Why DIY AI for IBM i Application Modernization Looks Easy Until It Doesn’t

A pattern is emerging across IBM i shops in nearly every industry right now. A developer or architect decides to test generative AI on a small RPG-to-Java or .NET conversion task. They grab some RPG source code, feed it into Claude or another general-purpose LLM, and within a few hours they have something that compiles, renders a screen, and appears to work. They schedule time with their manager, deliver an impressive demo, and the results look promising.

Then the hard part begins.

What happens in that demo represents the best-case conditions for generative AI: a contained program, a motivated developer who can guide and correct the output, and an audience that doesn’t yet know what to look for.

What it doesn’t represent is production-ready, enterprise-scale modernization. The gap between those two things is where organizations lose months, compromise code quality, and accumulate technical debt they won’t fully understand until they are deep into the problem.

This article reflects the collective experience my team has built across large-scale IBM i application modernization projects, including converting over 10 million lines of RPG code using our agentic AI approach. It focuses on the operational realities that tend to surface after the demo stage and is intended to help technical leaders make clear-eyed decisions, not to discourage AI adoption.

The goal is to help you understand exactly where the risks are and what it takes to manage them effectively.

Why DIY Feels Like the Right Call

The impulse to handle this in-house is completely understandable. Developers and architects want to be the ones solving the problem. It’s technically interesting work, and there’s genuine professional satisfaction in pulling it off.

Beyond individual motivation, there’s organizational pressure. CTOs and IT leaders are being asked to show AI-driven progress. Procurement friction for external solutions is real. Running an LLM against your own source code has an extremely low barrier to entry, and the early results can be genuinely impressive.

There’s also a financial logic that seems sound on the surface: API costs for a general-purpose LLM are relatively modest, and if you have internal developers willing to take this on, the initial investment looks much smaller than a structured engagement with a specialized toolset or team.

What this calculation often misses is the downstream work: verification, remediation, consistency enforcement, coexistence planning, and the cost of uncovering issues late in the process.

What IBM i Application Modernization at Scale Actually Means

Before diagnosing the problems, it’s worth being specific about what “scale” means in this context. We’re not talking about converting a handful of self-contained RPG programs. We’re talking about hundreds of thousands of programs, including large ones with tens of thousands of lines, deeply integrated with other programs through CL, data areas, database interactions, and direct program calls. Copybooks are nested. Database files are shared across systems. Business logic is distributed across layers in ways that aren’t always obvious from looking at a single source file.

When you modernize one RPG program in isolation, you’re improving one part of the application, not modernizing the system as a whole.

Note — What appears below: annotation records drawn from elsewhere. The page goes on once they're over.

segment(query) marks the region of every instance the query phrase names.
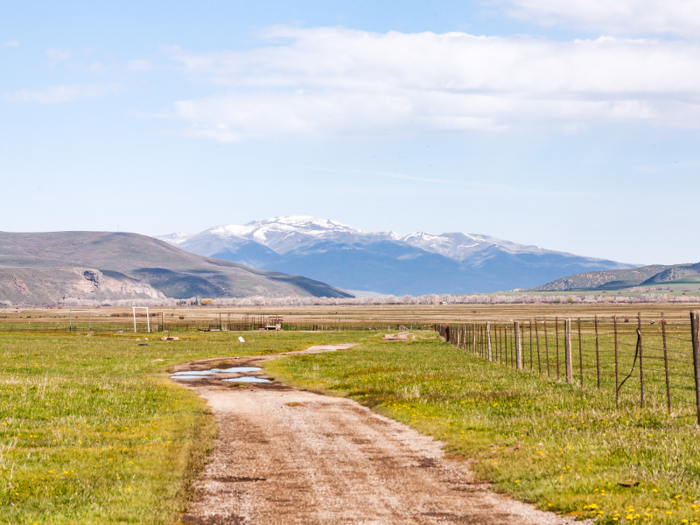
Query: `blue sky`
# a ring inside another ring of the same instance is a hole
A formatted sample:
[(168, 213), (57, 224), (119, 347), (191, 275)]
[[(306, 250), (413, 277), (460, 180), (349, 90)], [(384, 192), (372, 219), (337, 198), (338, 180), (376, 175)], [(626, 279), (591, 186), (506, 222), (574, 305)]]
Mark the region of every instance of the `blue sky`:
[(700, 2), (0, 3), (0, 229), (305, 214), (700, 260)]

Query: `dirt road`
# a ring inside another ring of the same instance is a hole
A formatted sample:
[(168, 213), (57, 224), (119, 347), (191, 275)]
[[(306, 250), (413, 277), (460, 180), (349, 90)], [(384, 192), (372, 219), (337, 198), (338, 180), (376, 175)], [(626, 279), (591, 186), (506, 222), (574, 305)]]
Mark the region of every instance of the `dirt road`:
[(573, 523), (489, 492), (466, 466), (445, 459), (439, 442), (354, 401), (276, 382), (245, 388), (213, 377), (186, 382), (208, 400), (219, 435), (184, 523)]

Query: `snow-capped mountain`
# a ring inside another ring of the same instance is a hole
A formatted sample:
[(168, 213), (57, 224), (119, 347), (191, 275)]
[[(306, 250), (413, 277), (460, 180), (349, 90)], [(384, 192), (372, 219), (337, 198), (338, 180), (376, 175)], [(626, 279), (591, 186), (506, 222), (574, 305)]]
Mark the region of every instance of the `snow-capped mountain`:
[(309, 216), (275, 217), (158, 239), (198, 255), (303, 275), (346, 290), (394, 295), (530, 288), (582, 271), (633, 267), (488, 235), (401, 236)]

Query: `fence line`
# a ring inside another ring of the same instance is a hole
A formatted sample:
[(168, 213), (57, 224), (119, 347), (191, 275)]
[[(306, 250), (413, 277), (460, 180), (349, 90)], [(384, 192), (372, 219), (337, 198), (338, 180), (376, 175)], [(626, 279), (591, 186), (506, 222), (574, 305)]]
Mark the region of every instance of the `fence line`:
[(539, 376), (560, 380), (563, 362), (567, 383), (614, 394), (618, 404), (692, 409), (700, 424), (700, 311), (690, 313), (690, 333), (686, 322), (672, 324), (663, 313), (660, 322), (636, 317), (565, 319), (563, 334), (558, 317), (436, 324), (435, 330), (483, 359)]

The rest of your system still exists, still runs the way it always has, and the newly converted programs have to coexist with it seamlessly. That coexistence problem alone is one of the most underestimated challenges in any IBM i modernization effort, but we’ll come back to that.

The Core Pitfalls of DIY AI for IBM i Modernization

General-Purpose LLMs Skip What They Don’t Understand

Generative AI is not programmed to fail loudly. When it encounters code or context it cannot confidently handle, it will often proceed anyway, sometimes silently dropping logic or substituting an approximation. The output compiles, the screen renders, and nothing obviously signals that something is missing.

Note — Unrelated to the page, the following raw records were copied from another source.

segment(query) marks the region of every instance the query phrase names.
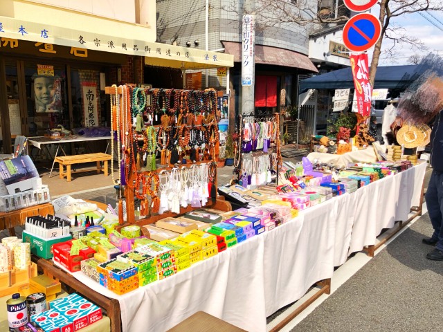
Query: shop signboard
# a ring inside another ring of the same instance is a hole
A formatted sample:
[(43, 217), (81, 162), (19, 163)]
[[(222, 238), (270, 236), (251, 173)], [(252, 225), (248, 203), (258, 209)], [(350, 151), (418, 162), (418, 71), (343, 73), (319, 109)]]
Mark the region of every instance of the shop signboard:
[(84, 127), (98, 125), (97, 120), (97, 86), (93, 83), (84, 83), (82, 86)]
[(217, 68), (217, 76), (226, 76), (226, 67), (221, 67)]
[(334, 96), (333, 112), (339, 112), (345, 109), (349, 101), (349, 89), (336, 89)]
[(357, 113), (363, 116), (369, 116), (371, 111), (372, 87), (369, 82), (368, 53), (351, 55), (351, 69), (355, 86), (354, 96)]
[(374, 89), (372, 91), (372, 100), (381, 100), (388, 98), (387, 89)]
[(201, 72), (186, 73), (186, 89), (201, 90)]
[(357, 14), (343, 28), (345, 46), (354, 52), (364, 52), (375, 45), (381, 35), (381, 24), (372, 14)]
[(242, 42), (242, 85), (251, 86), (254, 80), (254, 47), (255, 26), (254, 16), (243, 15)]

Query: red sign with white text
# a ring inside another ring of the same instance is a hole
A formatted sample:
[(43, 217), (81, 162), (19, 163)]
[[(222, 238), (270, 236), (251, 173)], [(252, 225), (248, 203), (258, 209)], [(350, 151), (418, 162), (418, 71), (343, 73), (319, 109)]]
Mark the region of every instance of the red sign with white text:
[(368, 53), (351, 54), (351, 68), (356, 96), (357, 113), (363, 116), (370, 114), (372, 87), (369, 82)]

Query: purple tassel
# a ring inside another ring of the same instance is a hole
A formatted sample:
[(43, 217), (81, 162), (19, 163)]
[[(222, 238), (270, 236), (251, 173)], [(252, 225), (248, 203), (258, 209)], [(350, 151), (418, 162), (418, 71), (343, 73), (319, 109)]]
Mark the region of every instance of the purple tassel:
[(126, 177), (125, 176), (125, 162), (123, 160), (122, 160), (121, 163), (120, 164), (120, 175), (122, 178), (122, 183), (120, 183), (120, 185), (126, 185)]

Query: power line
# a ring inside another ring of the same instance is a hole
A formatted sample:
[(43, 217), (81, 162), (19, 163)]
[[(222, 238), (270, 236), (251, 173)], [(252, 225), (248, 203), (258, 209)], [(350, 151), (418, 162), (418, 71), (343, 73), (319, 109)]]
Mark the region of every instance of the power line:
[(443, 26), (443, 22), (442, 22), (442, 21), (440, 21), (440, 19), (438, 19), (437, 17), (435, 17), (434, 15), (433, 15), (432, 14), (431, 14), (431, 12), (424, 12), (426, 14), (428, 14), (429, 16), (431, 16), (431, 17), (433, 17), (435, 21), (437, 21), (438, 23), (440, 23), (442, 26)]
[(434, 26), (435, 28), (437, 28), (437, 29), (440, 30), (441, 31), (443, 31), (443, 28), (438, 26), (437, 24), (435, 24), (435, 22), (433, 22), (433, 21), (431, 21), (431, 19), (429, 19), (428, 17), (426, 17), (426, 16), (424, 16), (423, 15), (423, 13), (422, 13), (421, 12), (417, 12), (419, 15), (421, 15), (424, 19), (426, 19), (426, 21), (428, 21), (428, 22), (430, 22), (433, 26)]

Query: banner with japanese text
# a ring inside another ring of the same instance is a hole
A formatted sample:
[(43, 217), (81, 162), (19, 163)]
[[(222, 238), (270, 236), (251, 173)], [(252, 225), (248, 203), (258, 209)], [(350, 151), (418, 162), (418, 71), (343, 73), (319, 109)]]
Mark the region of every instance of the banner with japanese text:
[(254, 80), (254, 46), (255, 27), (254, 16), (243, 15), (242, 32), (242, 85), (251, 86)]
[(368, 54), (351, 54), (350, 59), (357, 113), (368, 116), (371, 112), (372, 87), (369, 82)]
[(84, 127), (98, 125), (97, 119), (97, 86), (95, 84), (83, 84), (82, 102), (84, 112)]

In direct comparisons our team conducted, a general-purpose LLM was given the same RPG program as a specialized IBM i modernization tool. The source contained 11 conditional logic paths that needed to be preserved in the converted output. The LLM identified and converted 3 of them. The output was plausible. It ran. It looked like a reasonable conversion. The other 8 conditions were simply gone. If you weren’t looking for them, you wouldn’t know.

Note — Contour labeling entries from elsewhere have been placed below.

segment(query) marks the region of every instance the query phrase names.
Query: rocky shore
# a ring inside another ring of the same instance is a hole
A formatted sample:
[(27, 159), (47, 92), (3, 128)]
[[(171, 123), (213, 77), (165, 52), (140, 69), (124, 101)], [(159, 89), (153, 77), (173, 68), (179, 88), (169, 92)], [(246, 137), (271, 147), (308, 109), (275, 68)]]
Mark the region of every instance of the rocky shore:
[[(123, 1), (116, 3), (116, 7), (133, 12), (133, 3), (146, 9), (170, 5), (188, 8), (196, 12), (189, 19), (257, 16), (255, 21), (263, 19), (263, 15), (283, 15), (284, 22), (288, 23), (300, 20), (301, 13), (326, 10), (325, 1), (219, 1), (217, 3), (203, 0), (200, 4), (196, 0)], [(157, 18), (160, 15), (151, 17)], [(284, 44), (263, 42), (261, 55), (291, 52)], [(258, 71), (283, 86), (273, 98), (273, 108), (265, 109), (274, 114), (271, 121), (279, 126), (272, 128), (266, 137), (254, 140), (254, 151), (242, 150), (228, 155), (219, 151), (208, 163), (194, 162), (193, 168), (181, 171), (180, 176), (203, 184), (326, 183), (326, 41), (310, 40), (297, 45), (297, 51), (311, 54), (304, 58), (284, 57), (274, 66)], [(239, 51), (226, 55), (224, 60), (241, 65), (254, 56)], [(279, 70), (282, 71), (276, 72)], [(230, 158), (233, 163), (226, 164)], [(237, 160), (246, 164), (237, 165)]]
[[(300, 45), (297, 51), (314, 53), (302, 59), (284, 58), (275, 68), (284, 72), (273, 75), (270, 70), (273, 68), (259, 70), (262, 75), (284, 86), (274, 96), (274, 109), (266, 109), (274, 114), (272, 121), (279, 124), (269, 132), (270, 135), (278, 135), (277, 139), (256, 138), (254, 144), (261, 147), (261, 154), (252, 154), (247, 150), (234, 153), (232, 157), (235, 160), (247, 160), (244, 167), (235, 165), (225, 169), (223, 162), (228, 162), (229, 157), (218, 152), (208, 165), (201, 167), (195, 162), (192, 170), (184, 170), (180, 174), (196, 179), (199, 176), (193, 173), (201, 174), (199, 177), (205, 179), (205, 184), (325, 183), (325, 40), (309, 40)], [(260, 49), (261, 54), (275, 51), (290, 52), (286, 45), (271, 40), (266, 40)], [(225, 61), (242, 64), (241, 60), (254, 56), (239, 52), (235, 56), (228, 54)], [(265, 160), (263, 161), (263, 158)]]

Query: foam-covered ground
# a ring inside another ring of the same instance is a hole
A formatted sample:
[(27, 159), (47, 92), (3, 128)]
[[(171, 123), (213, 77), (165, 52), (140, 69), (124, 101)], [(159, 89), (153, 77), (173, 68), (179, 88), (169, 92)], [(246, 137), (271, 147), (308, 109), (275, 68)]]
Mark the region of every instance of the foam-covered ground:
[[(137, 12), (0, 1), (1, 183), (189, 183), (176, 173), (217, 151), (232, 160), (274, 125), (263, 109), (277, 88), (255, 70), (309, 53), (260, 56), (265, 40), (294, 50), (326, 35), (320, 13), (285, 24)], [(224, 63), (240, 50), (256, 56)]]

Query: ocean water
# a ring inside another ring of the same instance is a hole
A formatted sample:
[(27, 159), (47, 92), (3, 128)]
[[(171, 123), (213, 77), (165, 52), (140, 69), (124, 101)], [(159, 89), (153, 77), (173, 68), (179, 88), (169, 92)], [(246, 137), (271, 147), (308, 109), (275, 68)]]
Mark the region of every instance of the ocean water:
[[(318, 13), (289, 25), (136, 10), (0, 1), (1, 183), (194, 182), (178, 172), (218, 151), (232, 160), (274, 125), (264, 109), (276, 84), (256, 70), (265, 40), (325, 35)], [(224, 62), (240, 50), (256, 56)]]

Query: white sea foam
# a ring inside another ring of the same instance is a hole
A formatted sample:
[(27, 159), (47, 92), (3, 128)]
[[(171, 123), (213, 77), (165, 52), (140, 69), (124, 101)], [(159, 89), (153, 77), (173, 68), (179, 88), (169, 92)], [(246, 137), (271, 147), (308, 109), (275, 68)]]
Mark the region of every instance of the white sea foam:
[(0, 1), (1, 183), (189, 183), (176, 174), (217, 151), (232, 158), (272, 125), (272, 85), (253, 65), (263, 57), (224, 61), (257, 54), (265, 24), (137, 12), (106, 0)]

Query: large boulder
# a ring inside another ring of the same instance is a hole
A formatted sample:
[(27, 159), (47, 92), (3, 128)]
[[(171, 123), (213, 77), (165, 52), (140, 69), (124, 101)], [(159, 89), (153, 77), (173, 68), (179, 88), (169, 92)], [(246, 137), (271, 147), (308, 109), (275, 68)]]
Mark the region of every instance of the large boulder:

This is not an edge case. General-purpose models are built to produce output that appears correct and satisfies the immediate request. They are not built to flag what they missed, because from their perspective, they didn’t miss anything.

The burden of verification falls entirely on you.

Hallucinations and Silent Omissions Are Hard to Catch

The subtler problem is that poor output doesn’t look like poor output. Hallucinated business logic looks like business logic:

Incorrect date handling compiles cleanly.
A missing validation doesn’t announce itself.

You find it when something breaks in production, or when an auditor looks at the behavior of a converted program against its original specification.

Generated test suites compound this problem. When you ask a general-purpose LLM to write tests for code it just generated, it will often write tests that pass. But those tests are validating the generated code’s behavior, not the original program’s intended business behavior. It’s a closed loop that confirms the AI’s own work, not correctness against requirements. Building end-to-end functional tests is not something AI can do for you on its own.

Having 50 passing tests tells you very little if the tests themselves were written to match a flawed conversion.

Inconsistency Across Programs Creates Hidden Technical Debt

Run a general-purpose LLM against 20 programs and you will likely get 20 different approaches to the same recurring problems.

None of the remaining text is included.